EDH 7916: Contemporary Research in Higher Education

Summer 2020 (Session C)

A course in quantitative research workflow for students in the higher education administration program at the University of Florida

Overview
Course information
Software
Schedule
Lessons
Assignments
Questions
Past courses
About

Organizing

        

In this lesson, we’ll discuss how to organize both a project directory and an R script. While there’s no one exact way to do either, there are good practices that you should generally follow.

Organizing a project directory

We’ll begin with how to organize your course and project files.

A place for everything and everything in its place

Every data analysis project should have its own set of organized folders. Just like you might organize a kitchen so that ingredients, cookbooks, and prepared food all have a specific cabinet or shelf, so too should you organize your project. We’ll organize our course directory in a similar fashion.

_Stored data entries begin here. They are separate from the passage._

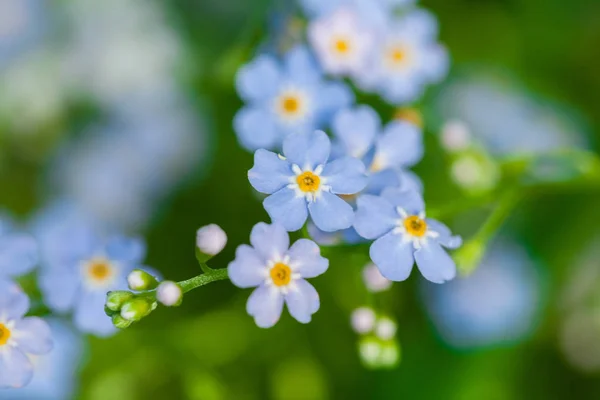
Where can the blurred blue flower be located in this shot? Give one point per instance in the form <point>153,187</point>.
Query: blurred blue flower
<point>79,267</point>
<point>55,375</point>
<point>278,271</point>
<point>284,97</point>
<point>303,181</point>
<point>499,303</point>
<point>406,59</point>
<point>19,337</point>
<point>18,251</point>
<point>397,220</point>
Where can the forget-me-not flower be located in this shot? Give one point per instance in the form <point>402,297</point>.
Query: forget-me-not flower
<point>396,219</point>
<point>20,337</point>
<point>279,272</point>
<point>302,181</point>
<point>18,251</point>
<point>284,97</point>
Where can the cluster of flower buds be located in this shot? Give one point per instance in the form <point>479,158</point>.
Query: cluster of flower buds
<point>377,345</point>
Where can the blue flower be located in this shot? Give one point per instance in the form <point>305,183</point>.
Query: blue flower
<point>18,251</point>
<point>79,267</point>
<point>55,376</point>
<point>284,98</point>
<point>406,59</point>
<point>397,220</point>
<point>278,271</point>
<point>303,181</point>
<point>19,337</point>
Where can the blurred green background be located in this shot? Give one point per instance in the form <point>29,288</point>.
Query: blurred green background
<point>210,349</point>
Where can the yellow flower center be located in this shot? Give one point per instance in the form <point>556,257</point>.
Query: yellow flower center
<point>4,334</point>
<point>281,274</point>
<point>308,182</point>
<point>415,226</point>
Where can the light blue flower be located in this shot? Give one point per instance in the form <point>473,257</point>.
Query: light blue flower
<point>406,59</point>
<point>303,182</point>
<point>20,337</point>
<point>55,376</point>
<point>498,304</point>
<point>18,251</point>
<point>284,97</point>
<point>278,272</point>
<point>403,235</point>
<point>79,266</point>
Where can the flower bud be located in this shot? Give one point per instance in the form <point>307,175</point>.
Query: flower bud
<point>136,309</point>
<point>363,320</point>
<point>210,240</point>
<point>169,293</point>
<point>141,280</point>
<point>116,299</point>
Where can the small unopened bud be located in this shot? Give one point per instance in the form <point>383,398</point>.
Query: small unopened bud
<point>120,322</point>
<point>136,309</point>
<point>385,328</point>
<point>363,320</point>
<point>141,280</point>
<point>210,240</point>
<point>169,293</point>
<point>116,299</point>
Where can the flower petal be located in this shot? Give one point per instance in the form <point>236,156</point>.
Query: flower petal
<point>374,217</point>
<point>434,263</point>
<point>18,254</point>
<point>32,335</point>
<point>16,368</point>
<point>302,301</point>
<point>306,259</point>
<point>287,209</point>
<point>411,201</point>
<point>446,238</point>
<point>265,304</point>
<point>256,128</point>
<point>307,149</point>
<point>393,256</point>
<point>258,79</point>
<point>355,130</point>
<point>345,176</point>
<point>270,172</point>
<point>330,213</point>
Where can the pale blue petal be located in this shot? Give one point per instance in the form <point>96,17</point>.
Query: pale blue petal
<point>393,257</point>
<point>330,213</point>
<point>301,67</point>
<point>306,259</point>
<point>270,241</point>
<point>446,238</point>
<point>400,145</point>
<point>256,128</point>
<point>355,130</point>
<point>89,316</point>
<point>32,335</point>
<point>345,176</point>
<point>265,304</point>
<point>270,172</point>
<point>434,263</point>
<point>259,79</point>
<point>411,201</point>
<point>374,217</point>
<point>307,149</point>
<point>127,250</point>
<point>59,287</point>
<point>16,368</point>
<point>302,301</point>
<point>248,269</point>
<point>287,209</point>
<point>18,254</point>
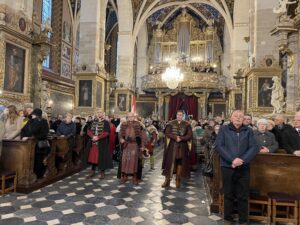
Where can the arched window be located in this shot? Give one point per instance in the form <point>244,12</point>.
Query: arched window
<point>46,15</point>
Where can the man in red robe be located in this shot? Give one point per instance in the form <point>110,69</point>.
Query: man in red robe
<point>98,144</point>
<point>176,155</point>
<point>131,140</point>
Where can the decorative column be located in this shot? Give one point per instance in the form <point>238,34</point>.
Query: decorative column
<point>287,41</point>
<point>167,101</point>
<point>160,106</point>
<point>41,48</point>
<point>209,43</point>
<point>91,79</point>
<point>292,73</point>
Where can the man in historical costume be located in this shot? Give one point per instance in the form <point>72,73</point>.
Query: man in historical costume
<point>152,135</point>
<point>98,144</point>
<point>131,141</point>
<point>176,155</point>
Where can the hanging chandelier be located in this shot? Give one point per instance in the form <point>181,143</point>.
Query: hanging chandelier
<point>172,77</point>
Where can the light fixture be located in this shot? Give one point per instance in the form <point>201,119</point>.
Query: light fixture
<point>172,77</point>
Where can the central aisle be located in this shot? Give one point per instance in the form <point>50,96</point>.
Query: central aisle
<point>76,200</point>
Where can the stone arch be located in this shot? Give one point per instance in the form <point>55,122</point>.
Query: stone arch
<point>188,6</point>
<point>142,56</point>
<point>152,9</point>
<point>125,44</point>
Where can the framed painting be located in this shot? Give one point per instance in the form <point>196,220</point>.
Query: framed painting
<point>62,103</point>
<point>85,93</point>
<point>14,68</point>
<point>238,101</point>
<point>264,93</point>
<point>121,102</point>
<point>99,94</point>
<point>145,109</point>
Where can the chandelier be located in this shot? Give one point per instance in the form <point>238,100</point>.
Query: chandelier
<point>172,77</point>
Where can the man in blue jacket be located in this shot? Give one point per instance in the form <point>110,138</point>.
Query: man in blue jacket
<point>237,147</point>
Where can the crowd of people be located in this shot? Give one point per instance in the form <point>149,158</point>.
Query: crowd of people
<point>131,140</point>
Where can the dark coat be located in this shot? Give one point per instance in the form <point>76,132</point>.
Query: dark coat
<point>266,139</point>
<point>232,143</point>
<point>67,130</point>
<point>104,157</point>
<point>37,128</point>
<point>278,130</point>
<point>170,150</point>
<point>290,139</point>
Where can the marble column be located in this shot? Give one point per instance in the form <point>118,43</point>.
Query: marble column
<point>125,59</point>
<point>167,101</point>
<point>292,72</point>
<point>90,33</point>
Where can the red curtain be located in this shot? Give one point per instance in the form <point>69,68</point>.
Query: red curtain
<point>183,102</point>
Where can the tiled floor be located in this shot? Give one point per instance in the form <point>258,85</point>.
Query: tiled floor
<point>76,200</point>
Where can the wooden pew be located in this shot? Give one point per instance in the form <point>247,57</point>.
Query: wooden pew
<point>268,173</point>
<point>18,156</point>
<point>64,152</point>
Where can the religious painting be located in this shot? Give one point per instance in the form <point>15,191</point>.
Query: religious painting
<point>14,68</point>
<point>66,51</point>
<point>145,109</point>
<point>22,24</point>
<point>264,92</point>
<point>219,109</point>
<point>121,102</point>
<point>238,101</point>
<point>67,32</point>
<point>62,103</point>
<point>250,93</point>
<point>85,93</point>
<point>66,70</point>
<point>99,94</point>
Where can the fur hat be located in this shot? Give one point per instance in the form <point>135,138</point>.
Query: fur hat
<point>264,121</point>
<point>38,112</point>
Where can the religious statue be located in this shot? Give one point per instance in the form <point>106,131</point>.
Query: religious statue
<point>282,7</point>
<point>277,99</point>
<point>183,37</point>
<point>45,98</point>
<point>47,27</point>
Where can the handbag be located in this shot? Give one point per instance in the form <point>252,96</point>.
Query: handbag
<point>43,144</point>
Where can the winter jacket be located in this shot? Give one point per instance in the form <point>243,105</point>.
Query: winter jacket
<point>234,143</point>
<point>266,139</point>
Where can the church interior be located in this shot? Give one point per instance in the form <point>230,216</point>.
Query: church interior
<point>150,59</point>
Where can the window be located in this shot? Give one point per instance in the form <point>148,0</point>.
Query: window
<point>46,15</point>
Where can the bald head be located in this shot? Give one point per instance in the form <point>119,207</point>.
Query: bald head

But computers are pretty good at finding files, you say: you can use your machine’s search feature to look for what you need. If you don’t have that many files to look through, you might not be too bad at quickly scanning to find what you want either. If this is the case, then why bother organizing a project directory? Why not just dump everything — scripts, data, figures, tables, notes, etc — into a single folder (My downloads folder works just fine, thank you…)? If you need something, the computer can definitely find it.

So what’s the big deal?

The big deal is that you are thinking from your computer’s perspective when you should be thinking from the perspective of you, your collaborators (which includes your future self), and future replicators (which also includes yourself). Search features are nice, but there’s no substitute for being able to look through a project’s files just by looking through the project folders. When a project is well organized, it’s much easier to understand how everything — each input, process, and output — fits together.

A common directory structure

Let’s set up a basic directory structure for this class:

edh7916/
|
|__ assignments/
|__ data/
|__ figures/
|__ final_project/
|__ lessons/
|__ scripts/
|__ working/

As you can see, we have a main directory (or folder — same thing) for the course called edh7916. This can live on your computer wherever you want to put it: on your Desktop, in your home directory, in another folder where you store materials for your other classes — wherever makes sense for you.

Inside the main course directory, there are subdirectories (or subfolders — again, same thing) for the different types of files you’ll collect or create this term. These subdirectories have self-explanatory names: PDFs for assignments go into assignments, PDFs for lessons into lessons and so on.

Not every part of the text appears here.